8. Know When To Quit: Once, when Buffett was a teen, he went to the racetrack. He bet on a race and lost. To recoup his funds, he bet on another race. He lost again, leaving him with close to nothing. He felt sick -- he had squandered nearly a week's earnings. Buffett never repeated that mistake. Know when to walk away from a loss, and don't let anxiety fool you into trying again.

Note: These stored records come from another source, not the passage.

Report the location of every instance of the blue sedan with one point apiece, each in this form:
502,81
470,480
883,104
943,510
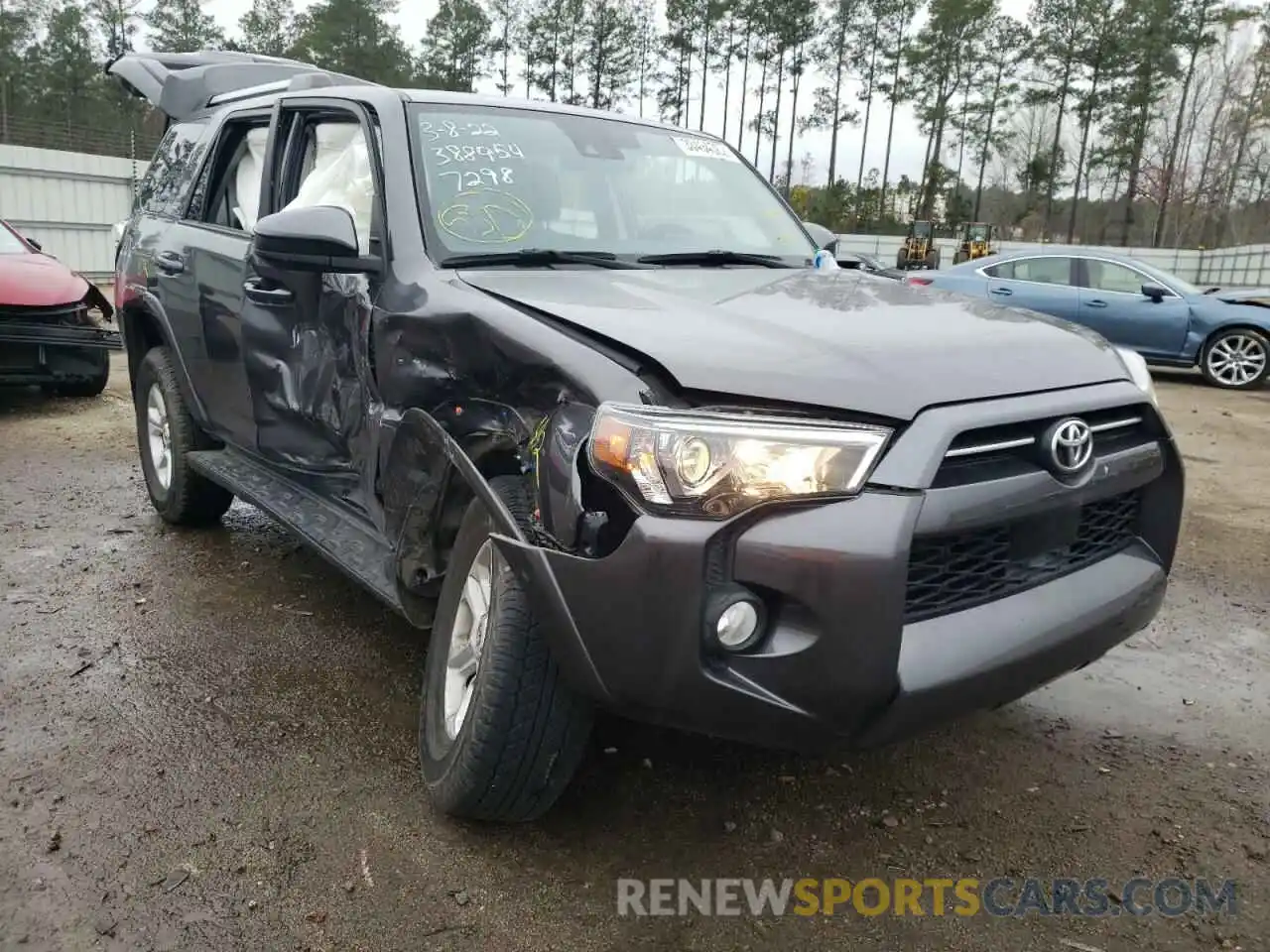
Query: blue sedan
1130,303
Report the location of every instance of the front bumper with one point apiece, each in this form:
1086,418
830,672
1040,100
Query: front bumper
848,657
46,353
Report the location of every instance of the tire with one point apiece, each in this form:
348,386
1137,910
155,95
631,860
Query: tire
186,498
524,731
84,388
1236,358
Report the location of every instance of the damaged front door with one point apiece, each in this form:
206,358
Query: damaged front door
307,331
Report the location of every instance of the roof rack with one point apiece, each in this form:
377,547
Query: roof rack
186,84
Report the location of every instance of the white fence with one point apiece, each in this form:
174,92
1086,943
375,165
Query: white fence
1247,266
67,202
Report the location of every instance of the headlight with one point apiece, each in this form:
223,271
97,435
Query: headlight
1138,371
716,465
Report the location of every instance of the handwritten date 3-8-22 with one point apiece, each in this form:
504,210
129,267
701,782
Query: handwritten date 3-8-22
448,128
484,151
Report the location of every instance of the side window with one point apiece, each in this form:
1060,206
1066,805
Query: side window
329,162
229,188
172,171
1043,271
1109,276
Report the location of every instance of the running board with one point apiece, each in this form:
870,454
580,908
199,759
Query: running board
347,542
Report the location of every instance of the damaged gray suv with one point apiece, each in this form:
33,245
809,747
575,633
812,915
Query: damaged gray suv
566,389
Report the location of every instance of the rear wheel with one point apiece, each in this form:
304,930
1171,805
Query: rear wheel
1237,358
166,435
500,734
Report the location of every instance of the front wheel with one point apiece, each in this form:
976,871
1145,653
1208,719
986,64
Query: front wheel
500,734
166,435
1236,359
87,386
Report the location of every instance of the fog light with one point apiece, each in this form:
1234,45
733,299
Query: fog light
737,626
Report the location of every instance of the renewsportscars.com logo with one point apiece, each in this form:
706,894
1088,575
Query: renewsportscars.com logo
1001,896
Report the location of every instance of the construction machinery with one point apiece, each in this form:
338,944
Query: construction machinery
975,243
920,249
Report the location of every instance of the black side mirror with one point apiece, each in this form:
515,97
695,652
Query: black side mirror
824,238
316,239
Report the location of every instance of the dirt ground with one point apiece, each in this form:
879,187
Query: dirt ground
207,742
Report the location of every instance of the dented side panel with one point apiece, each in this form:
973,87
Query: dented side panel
471,389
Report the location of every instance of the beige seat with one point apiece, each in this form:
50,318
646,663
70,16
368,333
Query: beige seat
340,177
249,177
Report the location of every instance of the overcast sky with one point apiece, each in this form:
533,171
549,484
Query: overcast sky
907,150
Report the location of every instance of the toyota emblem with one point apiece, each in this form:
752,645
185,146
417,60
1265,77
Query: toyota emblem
1071,445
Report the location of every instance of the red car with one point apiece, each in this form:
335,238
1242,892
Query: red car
51,321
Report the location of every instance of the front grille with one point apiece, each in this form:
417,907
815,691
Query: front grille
960,570
1014,448
71,313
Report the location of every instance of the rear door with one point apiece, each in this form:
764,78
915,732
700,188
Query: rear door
159,246
209,245
1044,284
1112,303
305,335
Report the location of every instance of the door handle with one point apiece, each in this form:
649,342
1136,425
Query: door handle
270,298
169,263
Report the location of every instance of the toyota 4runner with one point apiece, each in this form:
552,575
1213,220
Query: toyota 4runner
566,389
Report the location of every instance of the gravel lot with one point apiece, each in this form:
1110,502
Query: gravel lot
207,743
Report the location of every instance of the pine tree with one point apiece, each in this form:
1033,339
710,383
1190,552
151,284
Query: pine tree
354,37
270,27
117,21
182,27
456,46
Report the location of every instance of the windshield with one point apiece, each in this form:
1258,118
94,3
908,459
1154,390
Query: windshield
503,179
10,244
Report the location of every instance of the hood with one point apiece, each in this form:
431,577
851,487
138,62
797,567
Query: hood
837,339
39,281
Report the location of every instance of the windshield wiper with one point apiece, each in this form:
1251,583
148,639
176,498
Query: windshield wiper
536,258
715,258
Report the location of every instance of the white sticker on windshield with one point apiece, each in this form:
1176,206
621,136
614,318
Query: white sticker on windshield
703,148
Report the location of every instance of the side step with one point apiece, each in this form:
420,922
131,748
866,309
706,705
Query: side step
345,540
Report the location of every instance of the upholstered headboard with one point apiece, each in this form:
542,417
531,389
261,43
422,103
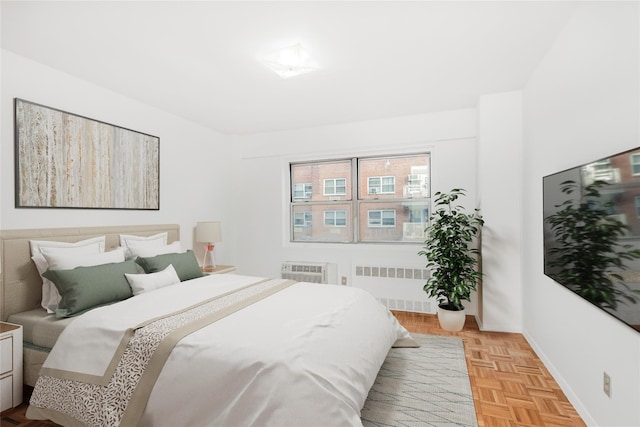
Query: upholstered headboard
21,286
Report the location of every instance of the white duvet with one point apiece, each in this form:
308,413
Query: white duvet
305,356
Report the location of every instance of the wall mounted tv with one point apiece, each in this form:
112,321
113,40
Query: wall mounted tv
592,233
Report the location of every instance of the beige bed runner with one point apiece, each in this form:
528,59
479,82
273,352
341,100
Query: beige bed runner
119,397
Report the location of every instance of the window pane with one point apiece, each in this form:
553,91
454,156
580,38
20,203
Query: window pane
328,223
321,181
394,177
390,221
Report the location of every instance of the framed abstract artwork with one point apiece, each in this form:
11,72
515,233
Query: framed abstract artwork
63,160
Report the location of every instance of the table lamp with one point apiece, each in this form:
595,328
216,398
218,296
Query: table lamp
208,232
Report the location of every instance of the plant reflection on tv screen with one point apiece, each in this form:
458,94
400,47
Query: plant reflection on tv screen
592,233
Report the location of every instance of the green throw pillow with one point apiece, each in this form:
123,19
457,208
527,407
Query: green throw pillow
184,263
83,288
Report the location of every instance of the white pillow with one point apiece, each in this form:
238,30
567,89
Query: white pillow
141,283
50,296
159,239
59,261
87,244
143,249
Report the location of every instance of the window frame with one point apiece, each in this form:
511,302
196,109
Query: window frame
355,196
335,218
335,193
634,160
382,184
382,218
305,222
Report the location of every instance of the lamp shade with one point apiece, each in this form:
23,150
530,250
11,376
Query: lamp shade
209,231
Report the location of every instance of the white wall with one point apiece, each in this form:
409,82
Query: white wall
581,104
262,214
500,184
192,158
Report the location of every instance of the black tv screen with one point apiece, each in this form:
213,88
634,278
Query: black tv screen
592,233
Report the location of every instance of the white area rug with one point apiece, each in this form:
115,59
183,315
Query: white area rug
425,386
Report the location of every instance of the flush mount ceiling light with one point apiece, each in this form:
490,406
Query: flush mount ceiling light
290,61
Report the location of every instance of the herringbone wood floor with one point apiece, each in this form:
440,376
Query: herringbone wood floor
511,387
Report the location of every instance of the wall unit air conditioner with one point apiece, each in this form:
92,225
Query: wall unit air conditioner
314,272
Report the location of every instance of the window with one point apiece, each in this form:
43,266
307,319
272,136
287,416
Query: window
335,186
382,218
302,219
381,184
635,164
302,191
335,218
361,200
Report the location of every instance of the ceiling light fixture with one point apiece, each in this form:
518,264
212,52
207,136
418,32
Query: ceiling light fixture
290,61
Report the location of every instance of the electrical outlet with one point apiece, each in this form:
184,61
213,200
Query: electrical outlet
606,384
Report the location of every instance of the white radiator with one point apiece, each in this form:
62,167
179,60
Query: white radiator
314,272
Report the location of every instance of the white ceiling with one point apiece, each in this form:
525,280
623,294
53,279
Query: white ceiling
198,60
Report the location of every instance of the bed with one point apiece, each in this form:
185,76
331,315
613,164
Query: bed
223,350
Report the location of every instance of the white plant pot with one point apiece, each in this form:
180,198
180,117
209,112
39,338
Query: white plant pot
451,320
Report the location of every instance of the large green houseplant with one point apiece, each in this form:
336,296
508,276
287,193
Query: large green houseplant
451,256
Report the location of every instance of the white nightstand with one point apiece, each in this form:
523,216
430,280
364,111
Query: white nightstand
10,365
221,269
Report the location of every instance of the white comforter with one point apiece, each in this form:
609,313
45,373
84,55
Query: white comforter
305,356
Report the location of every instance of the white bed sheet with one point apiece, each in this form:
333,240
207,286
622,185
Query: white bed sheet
306,356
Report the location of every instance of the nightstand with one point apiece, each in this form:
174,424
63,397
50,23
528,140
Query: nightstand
10,365
221,269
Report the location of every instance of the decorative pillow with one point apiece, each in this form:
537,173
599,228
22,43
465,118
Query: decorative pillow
143,249
50,296
59,261
83,288
141,283
159,239
185,264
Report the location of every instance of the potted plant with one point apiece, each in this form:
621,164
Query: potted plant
451,257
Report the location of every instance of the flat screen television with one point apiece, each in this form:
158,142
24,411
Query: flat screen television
592,233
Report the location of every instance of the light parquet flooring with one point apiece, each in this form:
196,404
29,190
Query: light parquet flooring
510,385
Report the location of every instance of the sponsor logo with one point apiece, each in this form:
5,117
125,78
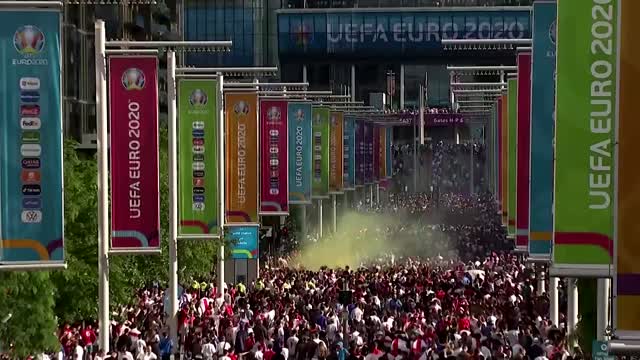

9. Assess The Risk: In 1995, the employer of Buffett's son, Howie, was accused by the FBI of price-fixing. Buffett advised Howie to imagine the worst-and-bast-case scenarios if he stayed with the company. His son quickly realized that the risks of staying far outweighed any potential gains, and he quit the next day. Asking yourself "and then what?" can help you see all of the possible consequences when you're struggling to make a decision -- and can guide you to the smartest choice.

10. Know What Success Really Means: Despite his wealth, Buffett does not measure success by dollars. In 2006, he pledged to give away almost his entire fortune to charities, primarily the Bill and Melinda Gates Foundation. He's adamant about not funding monuments to himself -- no Warren Buffett buildings or halls. "I know people who have a lot of money," he says, "and they get testimonial dinners and hospital wings named after them. But the truth is that nobody in the world loves them. When you get to my age, you'll measure your success in life by how many of the people you want to have love you actually do love you. That's the ultimate test of how you've lived your life."